Outras questões debatidas pelo grupo foram as dificuldades do método etnográfico. Como conduzir etnografias em diferentes contextos, como justificar sua cientificidade e, finalmente, quando interromper os processos de pesquisa e dar fim a ela? Para o professor Jean Miguel, responder essas questões passa por estar atento às relações que os cientistas sociais estabelecem com os cientistas naturais. Ele argumenta que frequentemente os cientistas naturais tratam a pesquisa qualitativa no lugar do mero complemento. "Então a ciência natural viria primeiro definir o conhecimento objetivo e depois a pesquisa qualitativa das ciências humanas complementaria aquele tipo de estudo, trazendo alguma complexidade do mundo social". Para ele, esse cenário faz com que seja necessário que as pesquisas que usam métodos qualitativos, o que inclui mas não se limita à etnografia, estejam atentas às possibilidades da pesquisa transdisciplinar. Essa tem sido a tônica de boa parte dos editais das agências de fomento.

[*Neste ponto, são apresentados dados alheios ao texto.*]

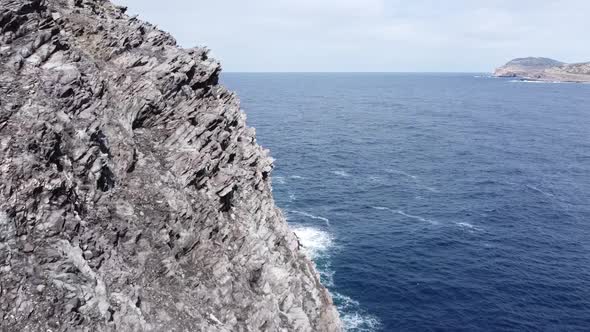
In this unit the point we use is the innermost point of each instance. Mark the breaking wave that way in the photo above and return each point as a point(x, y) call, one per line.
point(317, 244)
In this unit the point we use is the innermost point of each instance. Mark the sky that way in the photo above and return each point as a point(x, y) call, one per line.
point(373, 35)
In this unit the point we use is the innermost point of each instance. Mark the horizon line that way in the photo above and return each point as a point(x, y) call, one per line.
point(355, 72)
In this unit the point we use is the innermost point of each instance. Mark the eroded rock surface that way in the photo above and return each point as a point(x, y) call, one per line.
point(133, 197)
point(545, 69)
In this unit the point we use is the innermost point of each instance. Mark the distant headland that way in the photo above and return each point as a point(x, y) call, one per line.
point(545, 69)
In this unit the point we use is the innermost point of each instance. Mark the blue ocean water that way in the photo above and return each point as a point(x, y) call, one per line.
point(434, 202)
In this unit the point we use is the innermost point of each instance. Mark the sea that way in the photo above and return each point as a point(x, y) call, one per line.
point(434, 202)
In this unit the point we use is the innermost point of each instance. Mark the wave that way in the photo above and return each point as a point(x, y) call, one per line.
point(316, 245)
point(341, 173)
point(400, 212)
point(353, 318)
point(539, 190)
point(540, 82)
point(279, 180)
point(397, 171)
point(315, 242)
point(311, 216)
point(468, 226)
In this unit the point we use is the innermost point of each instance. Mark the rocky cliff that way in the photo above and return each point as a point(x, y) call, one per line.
point(133, 197)
point(545, 69)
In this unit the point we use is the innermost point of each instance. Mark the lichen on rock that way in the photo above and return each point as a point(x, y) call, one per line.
point(133, 196)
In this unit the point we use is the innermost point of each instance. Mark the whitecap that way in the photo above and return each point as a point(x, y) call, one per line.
point(375, 179)
point(468, 226)
point(341, 173)
point(352, 316)
point(539, 190)
point(397, 171)
point(316, 245)
point(314, 242)
point(279, 180)
point(311, 216)
point(416, 217)
point(381, 208)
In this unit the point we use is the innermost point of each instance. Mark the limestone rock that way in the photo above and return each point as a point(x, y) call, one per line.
point(133, 196)
point(544, 69)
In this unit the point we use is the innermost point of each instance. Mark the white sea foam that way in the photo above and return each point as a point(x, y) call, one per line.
point(397, 171)
point(433, 190)
point(540, 82)
point(279, 180)
point(375, 179)
point(315, 242)
point(416, 217)
point(351, 315)
point(341, 173)
point(311, 216)
point(468, 226)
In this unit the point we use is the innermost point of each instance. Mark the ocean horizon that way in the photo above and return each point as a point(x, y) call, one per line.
point(433, 201)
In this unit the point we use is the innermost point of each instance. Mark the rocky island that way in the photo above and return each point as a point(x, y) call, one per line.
point(133, 197)
point(545, 69)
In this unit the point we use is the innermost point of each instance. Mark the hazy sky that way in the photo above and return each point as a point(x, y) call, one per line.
point(374, 35)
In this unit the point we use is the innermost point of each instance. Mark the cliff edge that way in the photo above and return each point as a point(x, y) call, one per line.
point(544, 69)
point(133, 197)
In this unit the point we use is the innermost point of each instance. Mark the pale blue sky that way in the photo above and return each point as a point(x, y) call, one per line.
point(374, 35)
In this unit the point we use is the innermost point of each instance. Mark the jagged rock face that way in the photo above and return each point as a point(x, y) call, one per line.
point(132, 194)
point(544, 69)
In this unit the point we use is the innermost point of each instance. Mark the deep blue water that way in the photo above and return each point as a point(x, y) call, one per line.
point(434, 202)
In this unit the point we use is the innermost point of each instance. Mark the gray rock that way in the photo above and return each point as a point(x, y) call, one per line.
point(133, 196)
point(545, 69)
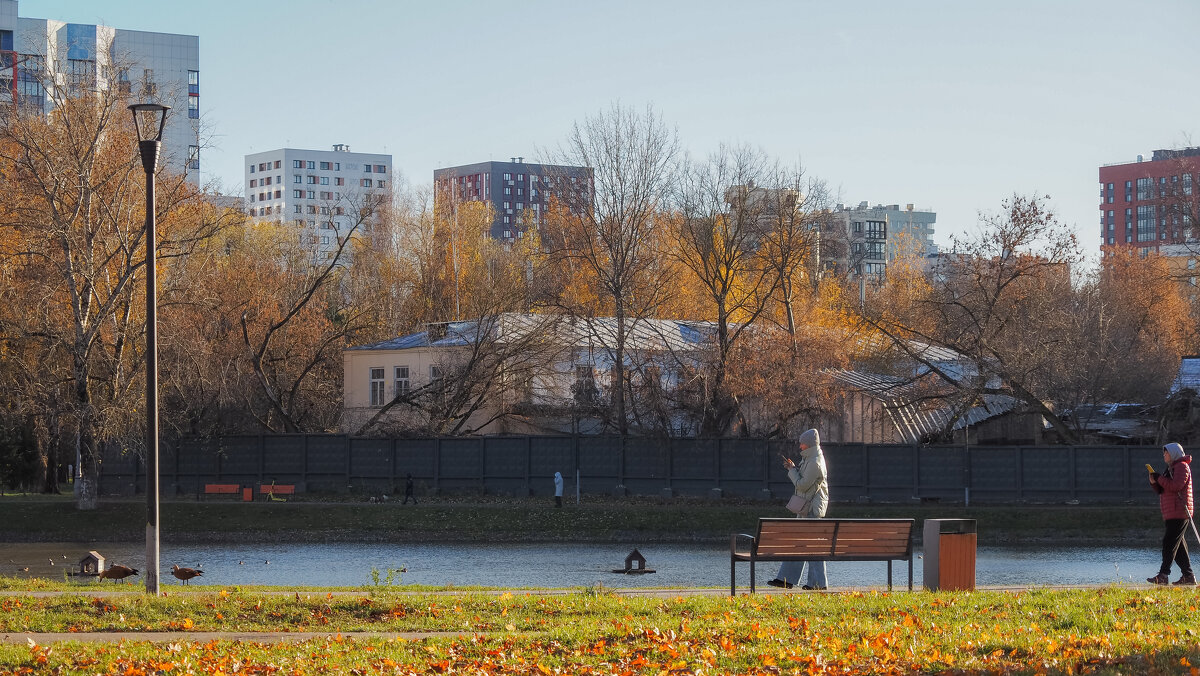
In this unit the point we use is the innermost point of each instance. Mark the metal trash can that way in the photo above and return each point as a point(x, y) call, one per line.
point(949, 548)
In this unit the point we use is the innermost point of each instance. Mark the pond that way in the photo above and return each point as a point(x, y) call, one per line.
point(557, 566)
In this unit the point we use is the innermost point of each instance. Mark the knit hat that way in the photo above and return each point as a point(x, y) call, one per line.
point(1175, 450)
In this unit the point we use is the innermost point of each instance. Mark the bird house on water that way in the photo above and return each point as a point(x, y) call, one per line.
point(91, 564)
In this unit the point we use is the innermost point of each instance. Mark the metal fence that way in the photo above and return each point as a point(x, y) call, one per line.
point(337, 464)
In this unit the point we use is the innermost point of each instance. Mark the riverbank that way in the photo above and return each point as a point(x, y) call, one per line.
point(29, 519)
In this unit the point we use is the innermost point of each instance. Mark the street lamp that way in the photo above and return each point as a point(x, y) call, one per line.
point(149, 120)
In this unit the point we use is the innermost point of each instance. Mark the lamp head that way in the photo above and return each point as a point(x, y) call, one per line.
point(149, 119)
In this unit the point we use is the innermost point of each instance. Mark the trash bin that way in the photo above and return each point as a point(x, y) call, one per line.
point(949, 548)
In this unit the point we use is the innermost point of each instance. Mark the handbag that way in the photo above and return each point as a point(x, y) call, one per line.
point(797, 504)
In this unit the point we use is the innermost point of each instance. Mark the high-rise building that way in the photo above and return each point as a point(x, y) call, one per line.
point(324, 193)
point(519, 192)
point(1151, 205)
point(145, 66)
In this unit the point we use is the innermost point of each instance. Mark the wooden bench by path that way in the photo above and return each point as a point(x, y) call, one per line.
point(271, 490)
point(823, 539)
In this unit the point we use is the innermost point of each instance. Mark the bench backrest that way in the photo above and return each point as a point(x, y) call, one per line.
point(837, 538)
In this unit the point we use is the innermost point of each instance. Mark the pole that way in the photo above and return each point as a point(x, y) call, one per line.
point(149, 150)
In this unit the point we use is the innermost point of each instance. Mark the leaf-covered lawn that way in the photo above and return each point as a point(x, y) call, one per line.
point(1113, 629)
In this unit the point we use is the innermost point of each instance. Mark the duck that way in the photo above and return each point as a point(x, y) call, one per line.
point(117, 572)
point(185, 574)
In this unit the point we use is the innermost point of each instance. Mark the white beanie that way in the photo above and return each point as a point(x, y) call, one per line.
point(1175, 450)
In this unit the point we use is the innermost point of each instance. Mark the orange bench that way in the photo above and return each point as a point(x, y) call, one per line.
point(271, 490)
point(222, 489)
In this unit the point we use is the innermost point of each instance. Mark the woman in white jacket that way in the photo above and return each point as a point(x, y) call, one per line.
point(811, 484)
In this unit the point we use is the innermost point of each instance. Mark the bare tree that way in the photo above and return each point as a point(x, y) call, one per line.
point(607, 229)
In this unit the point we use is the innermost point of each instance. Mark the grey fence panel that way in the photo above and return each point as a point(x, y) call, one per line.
point(641, 466)
point(994, 473)
point(600, 456)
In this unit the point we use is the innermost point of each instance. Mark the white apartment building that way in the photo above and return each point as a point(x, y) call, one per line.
point(36, 54)
point(319, 191)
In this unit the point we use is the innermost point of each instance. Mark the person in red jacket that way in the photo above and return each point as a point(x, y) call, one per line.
point(1174, 489)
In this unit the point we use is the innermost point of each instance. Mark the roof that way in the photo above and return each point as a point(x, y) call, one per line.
point(593, 331)
point(1188, 376)
point(913, 422)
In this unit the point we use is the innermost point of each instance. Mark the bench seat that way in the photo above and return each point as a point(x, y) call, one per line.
point(823, 539)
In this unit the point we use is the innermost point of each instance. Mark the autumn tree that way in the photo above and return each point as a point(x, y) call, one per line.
point(603, 237)
point(1001, 300)
point(75, 241)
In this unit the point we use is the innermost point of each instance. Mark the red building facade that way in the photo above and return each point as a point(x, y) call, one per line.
point(1150, 204)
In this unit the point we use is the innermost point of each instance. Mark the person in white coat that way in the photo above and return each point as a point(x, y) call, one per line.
point(811, 484)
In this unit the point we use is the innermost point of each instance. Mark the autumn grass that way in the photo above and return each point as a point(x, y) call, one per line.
point(485, 518)
point(1111, 629)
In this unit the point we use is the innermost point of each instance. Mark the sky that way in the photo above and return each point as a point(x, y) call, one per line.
point(951, 106)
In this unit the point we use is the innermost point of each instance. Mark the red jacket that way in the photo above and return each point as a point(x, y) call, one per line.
point(1175, 490)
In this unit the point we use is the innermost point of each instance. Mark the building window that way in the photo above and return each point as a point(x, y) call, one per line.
point(403, 384)
point(377, 387)
point(1146, 222)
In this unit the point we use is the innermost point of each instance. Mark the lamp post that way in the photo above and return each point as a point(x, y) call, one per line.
point(149, 119)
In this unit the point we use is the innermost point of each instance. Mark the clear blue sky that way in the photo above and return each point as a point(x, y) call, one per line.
point(948, 105)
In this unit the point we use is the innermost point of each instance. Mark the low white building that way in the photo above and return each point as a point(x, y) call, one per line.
point(513, 372)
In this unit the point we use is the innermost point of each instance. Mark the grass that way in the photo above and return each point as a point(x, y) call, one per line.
point(1108, 630)
point(471, 519)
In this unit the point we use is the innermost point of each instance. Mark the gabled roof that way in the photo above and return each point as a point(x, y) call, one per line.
point(913, 422)
point(1188, 376)
point(594, 331)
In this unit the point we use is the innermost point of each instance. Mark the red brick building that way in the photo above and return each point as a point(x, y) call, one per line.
point(1150, 204)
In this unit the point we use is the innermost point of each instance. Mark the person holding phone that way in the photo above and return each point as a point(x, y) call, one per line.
point(810, 500)
point(1174, 489)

"Essa busca por uma transdisciplinariedade eu acredito que seja um caminho interessante para pensar para quem pesquisa e trabalha com métodos qualitativos, entre eles a etnografia. De pensar numa justificativa para isso, se apoiar numa necessária adoção de uma pesquisa transdisciplinar".

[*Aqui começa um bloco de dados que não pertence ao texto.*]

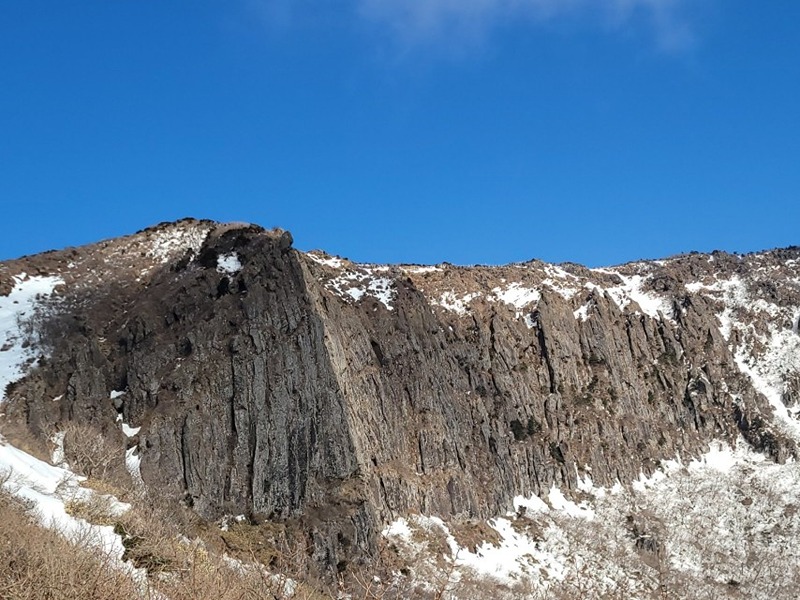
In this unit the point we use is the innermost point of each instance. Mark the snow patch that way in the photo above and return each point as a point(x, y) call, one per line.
point(130, 431)
point(630, 290)
point(355, 285)
point(17, 354)
point(517, 295)
point(166, 244)
point(328, 261)
point(229, 263)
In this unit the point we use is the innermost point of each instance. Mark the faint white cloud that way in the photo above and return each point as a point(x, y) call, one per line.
point(417, 22)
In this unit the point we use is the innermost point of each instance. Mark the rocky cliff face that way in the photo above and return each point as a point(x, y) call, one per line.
point(339, 396)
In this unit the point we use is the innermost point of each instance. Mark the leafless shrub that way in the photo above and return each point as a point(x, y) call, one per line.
point(90, 453)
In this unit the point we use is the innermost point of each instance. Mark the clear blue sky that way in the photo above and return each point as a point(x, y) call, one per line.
point(474, 131)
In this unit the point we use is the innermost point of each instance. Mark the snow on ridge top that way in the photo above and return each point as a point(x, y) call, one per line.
point(323, 259)
point(356, 284)
point(517, 295)
point(229, 263)
point(166, 243)
point(630, 290)
point(15, 310)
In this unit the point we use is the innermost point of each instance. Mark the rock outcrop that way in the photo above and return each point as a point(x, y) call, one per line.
point(338, 396)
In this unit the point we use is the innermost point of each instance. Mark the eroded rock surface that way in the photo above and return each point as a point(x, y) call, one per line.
point(304, 387)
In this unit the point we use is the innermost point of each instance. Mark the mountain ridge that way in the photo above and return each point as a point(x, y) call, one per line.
point(340, 396)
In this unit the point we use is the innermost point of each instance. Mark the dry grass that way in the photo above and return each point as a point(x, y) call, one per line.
point(38, 564)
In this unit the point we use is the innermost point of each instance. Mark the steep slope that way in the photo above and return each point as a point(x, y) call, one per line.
point(338, 397)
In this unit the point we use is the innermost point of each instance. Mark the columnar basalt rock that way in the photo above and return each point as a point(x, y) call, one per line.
point(302, 387)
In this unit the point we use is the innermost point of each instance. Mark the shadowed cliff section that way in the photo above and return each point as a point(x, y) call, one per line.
point(263, 386)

Além do professor, participaram desse grupo de trabalho Jéssica Cardoso, Lucas Nishida, Pedro Vinicius Neres, Marcela Perpétuo e Felipe Figueiredo.
Impressões sobre o evento e perspectivas futuras
O formato inédito empregado no evento deste ano parece ter agradado os convidados e participantes. Lucas Nishida, da comissão organizadora, disse que a comissão ficou bastante satisfeita com os resultados.
"Como a atividade tinha elementos inéditos, não tínhamos muito parâmetro para saber como seria. Porém o engajamento de todos os participantes e os comentários cuidadosos dos debatedores foram fundamentais para a boa qualidade do evento. Os debates renderam".
A professora Rosana Monteiro também teve uma boa experiência e disse que gostou de como o evento foi estruturado: "Gostei bastante. Achei que o formato conferiu dinamismo ao workshop, possibilitando maior interação entre alunos e professores convidados". Jean Miguel disse que ficou impressionado com a qualidade do debate. "Foi uma experiência muito boa. Os e as participantes são pesquisadores e pesquisadoras de alto nível acadêmico. Eu não falo isso da boca pra fora. Percebe-se claramente que são pessoas bem preparadas, metodologicamente conscientes daquilo que estão fazendo. Aprendi bastante com as exposições do grupo".
Ao final do debate coletivo na parte da tarde, os participantes deram alguns feedbacks e possibilidades a serem pensadas para os próximos workshops. "Acreditamos que as devolutivas que recebemos sobre ampliar o escopo do evento, chamar mais debatedores de fora, são bastante pertinentes e podem ser consideradas em uma edição futura", disse Nishida. A perspectiva de eventos futuros gera uma expectativa ainda maior porque o próximo workshop será o décimo e continuaremos a ter a presença do professor Tiago Duarte como pós-doc no grupo. Ao comentar sobre as parcerias futuras com o GEICT, ele me disse: "Por ora, o pós-doutorado vai até julho do ano que vem, o que já estabelece uma perspectiva de colaboração que não finaliza este ano. Além disso, Marko, Jean e eu temos conversado sobre a organização de um workshop na Unicamp, no primeiro semestre de 2024, sobre o campo CTS e clima. Por fim, há a possibilidade de que o próximo workshop seja realizado em conjunto entre meu grupo de pesquisa, o Ciências, Tecnologias e Públicos (CTP), e o GEICT. Estou animado com essas possibilidades e espero que elas se concretizem".